I am familiar with the Summation Formulas. I am having difficulty applying them to Σ (1/(k^2 +1)), k, 1, 5).
By "the Summation Formulas", I will guess that you mean that your book has provided you with some basic and common summation results, such as:
. . . . .\(\displaystyle \displaystyle{ \sum_{i\, =\, 1}^n\, c\, =\, cn }\)
. . . . .\(\displaystyle \displaystyle{ \sum_{i\, =\, 1}^n\, i\, =\, }\) \(\displaystyle \dfrac{n\,(n\, +\, 1)}{2}\)
. . . . .\(\displaystyle \displaystyle{ \sum_{i\, =\, 1}^n\, i^2\, =\, }\) \(\displaystyle \dfrac{n\, (n\, +\, 1)\,(2n\, +\, 1)}{6}\)
. . . . .\(\displaystyle \displaystyle{ \sum_{i\, =\, 1}^n\, i^3\, =\, }\) \(\displaystyle \dfrac{n^2\, (n\, +\, 1)^2}{4}\)

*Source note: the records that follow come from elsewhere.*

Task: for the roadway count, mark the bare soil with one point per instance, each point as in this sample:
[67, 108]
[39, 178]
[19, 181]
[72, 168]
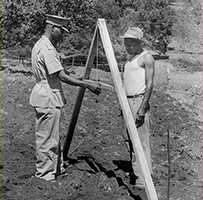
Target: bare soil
[100, 164]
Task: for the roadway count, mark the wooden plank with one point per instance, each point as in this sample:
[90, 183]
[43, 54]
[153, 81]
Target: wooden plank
[149, 186]
[104, 86]
[76, 110]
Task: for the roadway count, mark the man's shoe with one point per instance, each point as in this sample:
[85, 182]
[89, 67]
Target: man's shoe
[139, 183]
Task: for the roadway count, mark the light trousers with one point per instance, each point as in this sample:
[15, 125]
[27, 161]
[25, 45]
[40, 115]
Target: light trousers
[48, 152]
[143, 133]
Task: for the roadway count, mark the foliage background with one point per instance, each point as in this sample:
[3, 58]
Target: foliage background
[23, 22]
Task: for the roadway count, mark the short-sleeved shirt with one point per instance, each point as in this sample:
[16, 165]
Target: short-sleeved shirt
[47, 91]
[134, 77]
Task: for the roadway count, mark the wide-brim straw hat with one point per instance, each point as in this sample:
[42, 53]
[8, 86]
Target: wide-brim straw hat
[59, 21]
[134, 33]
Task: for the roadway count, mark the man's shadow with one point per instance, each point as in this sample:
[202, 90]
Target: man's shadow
[125, 166]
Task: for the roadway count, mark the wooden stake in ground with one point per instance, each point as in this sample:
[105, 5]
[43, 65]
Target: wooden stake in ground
[103, 32]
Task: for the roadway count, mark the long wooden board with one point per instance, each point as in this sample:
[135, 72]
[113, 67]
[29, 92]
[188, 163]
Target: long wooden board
[149, 186]
[76, 110]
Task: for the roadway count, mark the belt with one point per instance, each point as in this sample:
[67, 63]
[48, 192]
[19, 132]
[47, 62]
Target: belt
[135, 96]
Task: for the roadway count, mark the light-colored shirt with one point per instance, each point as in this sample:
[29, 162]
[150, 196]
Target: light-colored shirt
[47, 91]
[134, 77]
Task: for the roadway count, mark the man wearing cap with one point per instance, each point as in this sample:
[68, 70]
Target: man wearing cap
[138, 80]
[47, 97]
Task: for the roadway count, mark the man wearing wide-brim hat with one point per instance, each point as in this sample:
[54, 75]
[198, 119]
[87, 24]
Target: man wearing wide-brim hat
[47, 97]
[138, 79]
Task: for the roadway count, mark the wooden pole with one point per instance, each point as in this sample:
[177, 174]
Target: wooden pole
[76, 110]
[149, 186]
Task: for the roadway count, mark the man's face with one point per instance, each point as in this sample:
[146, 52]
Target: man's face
[57, 33]
[132, 45]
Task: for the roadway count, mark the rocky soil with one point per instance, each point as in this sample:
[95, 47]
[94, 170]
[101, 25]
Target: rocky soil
[100, 164]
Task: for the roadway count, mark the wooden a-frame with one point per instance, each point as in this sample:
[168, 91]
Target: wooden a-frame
[102, 30]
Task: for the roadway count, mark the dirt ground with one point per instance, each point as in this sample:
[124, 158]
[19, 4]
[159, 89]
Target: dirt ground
[100, 164]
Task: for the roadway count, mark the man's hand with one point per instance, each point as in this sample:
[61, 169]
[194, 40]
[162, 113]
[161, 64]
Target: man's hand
[139, 121]
[95, 88]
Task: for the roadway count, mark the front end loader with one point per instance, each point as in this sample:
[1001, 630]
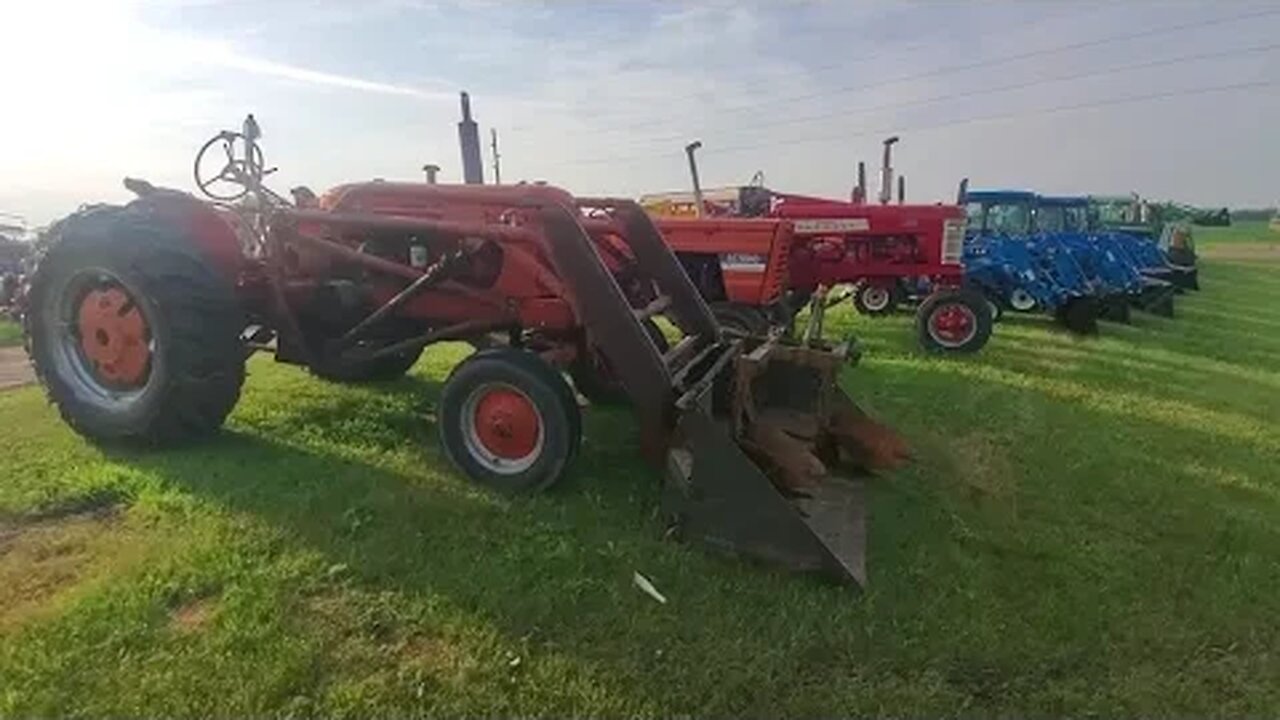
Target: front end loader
[141, 318]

The left-hand side of each equality above is in "summation" notation; the right-hand side of each equality above is in the "closed" form. In other words, you'd have to plug in each value of "i", evaluate, and simplify to find each term's value, and then sum to find the summation value, for the left-hand side. For the right-hand side, you'd only have to plug in the final value of the counter.

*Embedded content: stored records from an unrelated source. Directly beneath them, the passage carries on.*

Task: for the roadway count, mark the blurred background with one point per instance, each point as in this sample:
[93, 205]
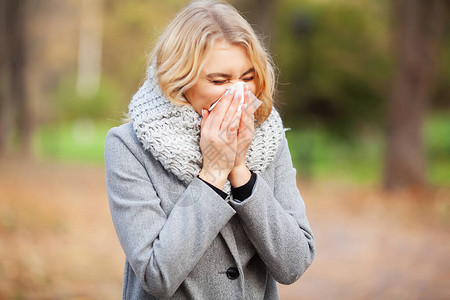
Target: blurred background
[363, 85]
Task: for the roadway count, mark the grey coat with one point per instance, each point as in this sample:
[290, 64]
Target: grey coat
[186, 242]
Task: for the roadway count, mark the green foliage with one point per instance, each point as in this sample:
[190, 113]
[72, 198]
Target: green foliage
[78, 141]
[437, 140]
[322, 155]
[70, 106]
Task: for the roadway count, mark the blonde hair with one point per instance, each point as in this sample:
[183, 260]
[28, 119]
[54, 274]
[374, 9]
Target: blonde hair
[181, 50]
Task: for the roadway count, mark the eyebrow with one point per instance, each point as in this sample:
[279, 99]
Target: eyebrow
[213, 75]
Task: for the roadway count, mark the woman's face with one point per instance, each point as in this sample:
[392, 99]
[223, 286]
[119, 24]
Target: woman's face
[225, 65]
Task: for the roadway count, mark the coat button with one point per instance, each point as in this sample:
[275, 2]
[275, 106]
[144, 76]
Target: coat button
[232, 273]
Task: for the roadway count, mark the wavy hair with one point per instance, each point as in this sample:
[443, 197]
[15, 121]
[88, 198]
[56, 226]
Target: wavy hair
[181, 49]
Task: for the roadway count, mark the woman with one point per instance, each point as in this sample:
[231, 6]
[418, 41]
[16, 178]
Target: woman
[205, 203]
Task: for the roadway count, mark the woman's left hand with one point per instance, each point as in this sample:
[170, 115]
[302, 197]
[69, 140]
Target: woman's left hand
[246, 131]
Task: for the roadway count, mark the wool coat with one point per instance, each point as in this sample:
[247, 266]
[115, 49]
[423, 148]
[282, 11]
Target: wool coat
[184, 241]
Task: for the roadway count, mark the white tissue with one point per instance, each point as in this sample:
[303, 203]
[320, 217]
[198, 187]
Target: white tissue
[240, 92]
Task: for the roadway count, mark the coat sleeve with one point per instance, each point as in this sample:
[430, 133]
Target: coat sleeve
[275, 221]
[161, 249]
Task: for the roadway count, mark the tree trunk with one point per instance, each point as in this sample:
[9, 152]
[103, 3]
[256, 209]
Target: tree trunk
[90, 48]
[418, 28]
[15, 113]
[260, 14]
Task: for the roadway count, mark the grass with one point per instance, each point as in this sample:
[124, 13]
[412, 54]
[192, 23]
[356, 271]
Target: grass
[81, 141]
[315, 153]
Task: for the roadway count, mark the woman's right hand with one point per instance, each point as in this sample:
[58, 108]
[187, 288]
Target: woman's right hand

By "Σ (1/(k^2 +1)), k, 1, 5)", I will guess that you are needing to find the sum, from k = 1 to k = 5, of the fractional expression, so the summation is as follows:
. . . . .\(\displaystyle \displaystyle{ \sum_{k\, =\, 1}^5\, }\) \(\displaystyle \,\dfrac{1}{k^2\, +\, 1}\)
By "applying [the Summation Formulas]", I will guess that you are being expected to express the given summation in terms of the closed-form expressions you have been provided. However, none of the formulas I've displayed above would apply to what you've posted. Please reply with all of the summation formulas they've given you, so we can see which one(s) might apply apply.
When you reply, please include any corrections of my assumptions (stated above), along with a clear listing of your efforts so far. Thank you!